In the decision involving general jurisdiction, Goodyear Dunlop Tires Operations, S.A. v. Brown, the Court considered a North Carolina appellate court decision subjecting three European subsidiaries of Goodyear USA to jurisdiction in North Carolina. The suit arose out of a bus accident in France involving a tire made in Turkey and never distributed in North Carolina. According to the North Carolina court, general jurisdiction was proper because some of the subsidiaries’ tires reached North Carolina through the “stream of commerce.” As the Supreme Court explained, however, this analysis “elided the essential difference between casespecific and all-purpose (general) jurisdiction.” The “paradigm forum” for general jurisdiction is “one in which the corporation is fairly regarded as at home.” Thus, “even regularly occurring sales of a product in a State do not justify the exercise of jurisdiction over a claim unrelated to those sales.” The Court unanimously held that while such ties may “bolster the exercise of specific jurisdiction,” they “do not warrant a determination that, based on those ties, the forum has general jurisdiction over a defendant.”
In J. McIntyre Machinery, Ltd. v.
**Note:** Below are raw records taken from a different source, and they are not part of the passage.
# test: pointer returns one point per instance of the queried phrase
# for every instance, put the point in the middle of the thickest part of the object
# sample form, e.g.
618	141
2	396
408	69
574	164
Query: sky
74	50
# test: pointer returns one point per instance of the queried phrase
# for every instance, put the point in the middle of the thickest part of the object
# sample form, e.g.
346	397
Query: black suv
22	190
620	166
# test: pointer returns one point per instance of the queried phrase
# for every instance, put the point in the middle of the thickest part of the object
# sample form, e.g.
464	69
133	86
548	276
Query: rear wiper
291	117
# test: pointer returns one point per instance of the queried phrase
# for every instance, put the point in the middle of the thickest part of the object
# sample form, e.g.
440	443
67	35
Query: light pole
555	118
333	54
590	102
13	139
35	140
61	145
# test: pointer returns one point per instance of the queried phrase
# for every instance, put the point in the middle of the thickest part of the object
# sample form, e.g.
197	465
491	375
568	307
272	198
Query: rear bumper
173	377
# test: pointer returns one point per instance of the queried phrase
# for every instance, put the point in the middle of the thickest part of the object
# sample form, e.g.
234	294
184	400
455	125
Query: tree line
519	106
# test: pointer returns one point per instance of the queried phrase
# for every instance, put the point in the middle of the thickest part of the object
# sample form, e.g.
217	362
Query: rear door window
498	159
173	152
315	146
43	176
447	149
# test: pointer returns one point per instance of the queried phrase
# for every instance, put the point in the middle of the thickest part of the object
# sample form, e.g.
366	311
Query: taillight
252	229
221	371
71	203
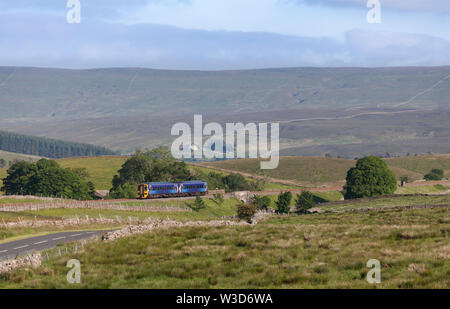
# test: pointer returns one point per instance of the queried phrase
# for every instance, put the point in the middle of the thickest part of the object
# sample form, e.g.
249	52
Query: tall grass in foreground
310	251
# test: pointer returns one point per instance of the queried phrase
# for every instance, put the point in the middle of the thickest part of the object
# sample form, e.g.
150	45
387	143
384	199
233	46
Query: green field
105	106
313	251
422	164
11	156
101	169
388	201
321	170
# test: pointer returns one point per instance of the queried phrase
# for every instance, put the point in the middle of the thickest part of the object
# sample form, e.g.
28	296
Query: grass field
321	170
101	169
11	156
388	201
313	251
422	164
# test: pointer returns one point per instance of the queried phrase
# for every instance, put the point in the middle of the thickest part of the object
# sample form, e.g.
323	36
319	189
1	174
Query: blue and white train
151	190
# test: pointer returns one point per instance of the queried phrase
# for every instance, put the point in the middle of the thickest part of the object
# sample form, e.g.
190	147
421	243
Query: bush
284	202
198	204
261	202
46	178
304	201
246	212
434	174
371	177
152	166
218	198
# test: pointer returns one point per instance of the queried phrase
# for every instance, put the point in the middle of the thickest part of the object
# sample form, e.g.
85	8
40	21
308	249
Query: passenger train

Nicastro, the Court spoke with far less unity, but still brought some clarity to the question whether the “stream of commerce” can subject a corporation to single-issue, “specific jurisdiction.” In Nicastro, the New Jersey Supreme Court held that courts can exercise jurisdiction over a foreign manufacturer that “knows or reasonably should know that its products are distributed through a nationwide distribution system that might lead to those products being sold in any of the fifty states.” Six Justices rejected this test.
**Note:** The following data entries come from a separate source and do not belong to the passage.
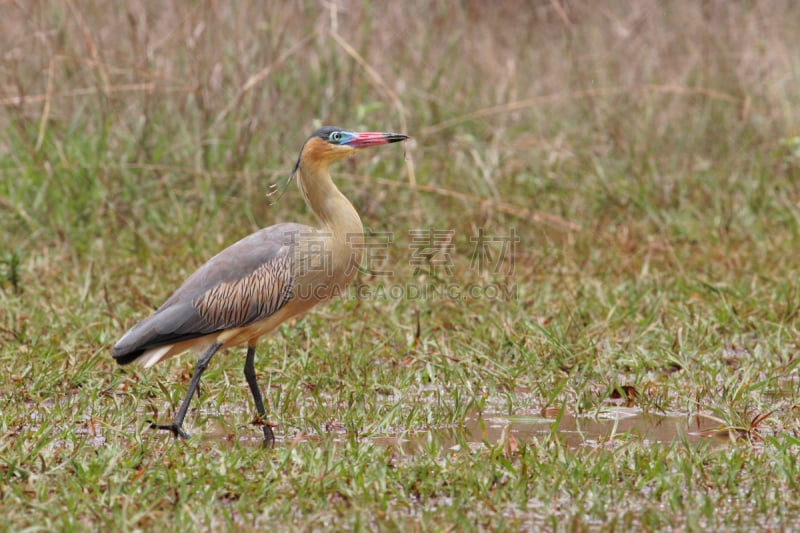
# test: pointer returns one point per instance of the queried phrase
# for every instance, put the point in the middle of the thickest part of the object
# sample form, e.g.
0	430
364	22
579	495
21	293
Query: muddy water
611	427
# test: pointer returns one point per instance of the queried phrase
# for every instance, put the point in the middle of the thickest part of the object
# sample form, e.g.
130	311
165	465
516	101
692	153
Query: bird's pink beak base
373	138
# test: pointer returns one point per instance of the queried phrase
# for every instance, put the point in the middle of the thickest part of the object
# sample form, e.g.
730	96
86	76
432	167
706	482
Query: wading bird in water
251	287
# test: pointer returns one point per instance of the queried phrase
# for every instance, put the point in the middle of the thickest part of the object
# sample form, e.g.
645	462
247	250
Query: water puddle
609	427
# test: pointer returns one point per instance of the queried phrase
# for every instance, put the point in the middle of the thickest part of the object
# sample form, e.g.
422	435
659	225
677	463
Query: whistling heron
251	287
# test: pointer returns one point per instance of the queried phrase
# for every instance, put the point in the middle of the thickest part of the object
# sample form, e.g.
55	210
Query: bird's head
330	143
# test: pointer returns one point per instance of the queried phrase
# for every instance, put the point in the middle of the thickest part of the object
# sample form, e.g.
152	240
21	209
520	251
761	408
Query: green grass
645	154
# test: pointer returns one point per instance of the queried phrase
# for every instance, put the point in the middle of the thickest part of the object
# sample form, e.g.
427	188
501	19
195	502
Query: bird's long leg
177	423
250	376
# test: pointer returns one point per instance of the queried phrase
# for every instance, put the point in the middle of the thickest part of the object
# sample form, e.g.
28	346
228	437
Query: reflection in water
609	427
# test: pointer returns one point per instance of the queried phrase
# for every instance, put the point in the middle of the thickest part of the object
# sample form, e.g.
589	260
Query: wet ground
610	427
Four Justices (Kennedy, C.J. Roberts, Scalia, and Thomas) would have held that “[t]he defendant’s transmission of goods permits the exercise of jurisdiction only where the defendant can be said to have targeted the forum; as a general rule, it is not enough that the defendant might have predicted that its goods will reach the forum State.” Rather, as Justice Kennedy wrote for the four, the question is “whether the defendant’s activities manifest an intention to submit to the power of a sovereign.”
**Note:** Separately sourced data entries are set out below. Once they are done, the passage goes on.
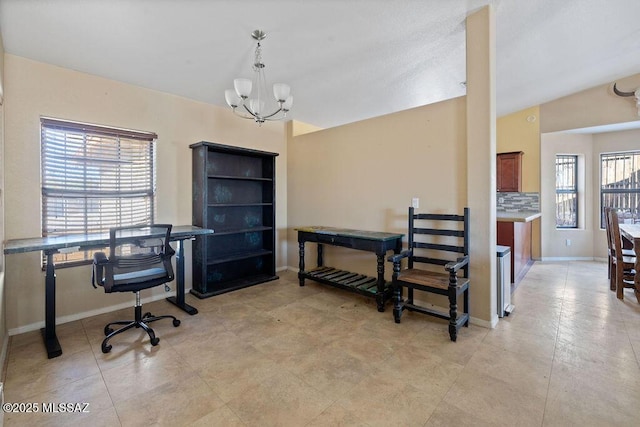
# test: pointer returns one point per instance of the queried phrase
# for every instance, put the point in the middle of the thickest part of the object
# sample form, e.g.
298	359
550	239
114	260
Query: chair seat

Two Justices (Breyer and Alito) rejected these “strict rules” that would turn on the defendant’s intent to target the forum. Instead, as Justice Breyer wrote, earlier opinions (including both plurality opinions in the 4-4 decision in Asahi Metal Industry Co. v. Superior Court of Cal., Solano County, 480 U.S. 102 (1987)) require “something more” than merely placing a product into the steam of commerce “aware that the stream may or will sweep the product into the forum state.” Under these earlier opinions, it was enough that “the relevant facts . . . show no regular . . . flow or regular course of sales in New Jersey; and there is no ‘something more,’ such as special state-related design, advertising, advice, marketing, or anything else.”
Three Justices (Ginsburg, Sotomayor, and Kagan) dissented, criticizing the majority for “turn[ing] the clock back to the days . . . when a manufacturer, to avoid being haled into court where a user is injured, need only Pilate-like wash its hands of a product by having independent distributors market it.” The dissenters would have found personal jurisdiction over the corporate defendant in Nicastro because it “dealt with the United States as a single market.” Under those circumstances, “it would undermine principles of fundamental fairness to insulate the foreign manufacturer from accountability in court at the place within the United States where the manufacturer’s product caused injury.”
These decisions have important implications for businesses engaged in commerce nationwide. Under Goodyear, general jurisdiction can be avoided by declining to treat a state as “home,” such as by incorporating there or using the state as a principal place of business. And after Nicastro, it is now clear that a company will not be subject to specific jurisdiction in a state merely because it is foreseeable that its products will be carried into that state. But what more is needed to establish specific jurisdiction remains a matter of dispute and will likely be a subject of sharp disagreement in the lower courts in the days ahead.